While it would be unconstitutional to tax churches but not to tax other non-profits, it would be fully constitutional to tax all non-profits equally.
What about the McCulloch v. Maryland precedent?
The law that was struck down did not apply to all banks equally.  Banks not chartered in Maryland but operating in Maryland were taxed $15,000. At the time, the only such bank operating in Maryland was the Bank of the United States.  If the Maryland law applied to all banks operating in Maryland equally, then I doubt the law would have been struck down.

Huh? I don't think a lack of equality in the taxation of banks had anything to do with the Court's ruling in McCulloch.

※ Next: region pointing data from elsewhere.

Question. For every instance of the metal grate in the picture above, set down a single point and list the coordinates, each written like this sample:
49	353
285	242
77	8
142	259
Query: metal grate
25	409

That case was decided almost fifty years before ratification of the Fourteenth Amendment. The Court invoked the Supremacy Clause of Article VI and said that a state cannot interfere with the operation of the federal government. I've always thought to myself that the gist of McCulloch is that the taxpayers of the United States never owe anything to the tax collectors of a state, because the federal government and its valid, constitutional laws are supreme. (I've also thought to myself that "The power to tax is the power to destroy" is drama queen rhetoric, unbecoming of a staid Supreme Court opinion. There would have been an easier way to convey the sense that imposing a tax on an entity is interfering with that entity.)

McCulloch explicitly states:
Quote
The States have no power, by taxation or otherwise, to retard, impede, burthen, or in any manner control the operations of the constitutional laws enacted by Congress to carry into effect the powers vested in the national Government.

This principle does not extend to a tax paid by the real property of the Bank of the United States in common with the other real property in a particular state, nor to a tax imposed on the proprietary interest which the citizens of that State may hold in this institution, in common with other property of the same description throughout the State.

So ordinary taxes are allowed, but not a tax aimed specifically at impeding an agency of the United States.